Helena PintoA semana passada foi dominada por um debate fundamental. O fim do segredo bancário.

Portugal era e ainda é um país isolado em relação ao conjunto de países, chamados de desenvolvidos, que já tinham acabado com o segredo bancário. Embora estejam previstas excepções na Lei, que dependem de uma decisão judicial, mantinha-se no essencial o regime de segredo bancário, que só favorece quem de facto tem alguma coisa a esconder.

O facto de a regra ser invertida e o fim do segredo passar a ser a norma, conseguiu ao fim de muitos anos de persistência do Bloco de Esquerda, conquistar um consenso alargadíssimo na sociedade portuguesa. Ainda bem.

Até o Governo teve que vir, no próprio dia da discussão no Parlamento, anunciar medidas nesta área. O Presidente da República, o Presidente do Supremo Tribunal de Justiça, muitos fiscalistas e juristas, economistas, convergiram naquilo que é já impossível de negar. O fim do segredo bancário tem também uma função preventiva da corrupção e abre portas à investigação como até agora era impossível realizar.

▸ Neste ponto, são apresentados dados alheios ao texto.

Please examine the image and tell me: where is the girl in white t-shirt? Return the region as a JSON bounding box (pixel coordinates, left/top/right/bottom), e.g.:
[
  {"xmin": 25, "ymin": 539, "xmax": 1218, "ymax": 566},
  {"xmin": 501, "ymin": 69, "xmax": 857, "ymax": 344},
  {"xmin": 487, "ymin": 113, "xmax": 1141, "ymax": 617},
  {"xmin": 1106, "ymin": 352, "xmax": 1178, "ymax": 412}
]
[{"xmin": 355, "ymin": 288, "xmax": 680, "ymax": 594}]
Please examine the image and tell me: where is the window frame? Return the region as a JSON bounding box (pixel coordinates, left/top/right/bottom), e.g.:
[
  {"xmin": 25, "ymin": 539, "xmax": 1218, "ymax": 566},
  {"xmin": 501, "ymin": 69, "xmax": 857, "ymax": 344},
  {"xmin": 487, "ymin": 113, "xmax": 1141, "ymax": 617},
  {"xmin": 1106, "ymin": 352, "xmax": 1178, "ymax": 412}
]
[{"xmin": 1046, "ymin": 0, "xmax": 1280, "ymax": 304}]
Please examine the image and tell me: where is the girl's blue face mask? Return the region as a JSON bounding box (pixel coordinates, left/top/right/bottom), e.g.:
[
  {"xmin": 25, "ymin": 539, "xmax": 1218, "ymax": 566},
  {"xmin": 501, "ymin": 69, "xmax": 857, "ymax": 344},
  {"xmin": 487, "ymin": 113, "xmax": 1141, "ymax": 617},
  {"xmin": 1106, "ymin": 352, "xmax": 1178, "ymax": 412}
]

Nem os papões da "invasão da vida privada" de cada um e cada uma têm agora espaço de manobra. Ao fisco, não interessa onde os contribuintes gastam o seu dinheiro. Ao fisco interessa, como deve ser, a disparidade entre os rendimentos declarados e aqueles que efectivamente as pessoas têm. Na semana passada foi dado um passo fundamental no aprofundamento da democracia e na promoção da transparência.

O Governo chegou à última da hora, mas não pense que conseguirá inverter a lógica daquilo que é evidente - o segredo bancário é mesmo para acabar.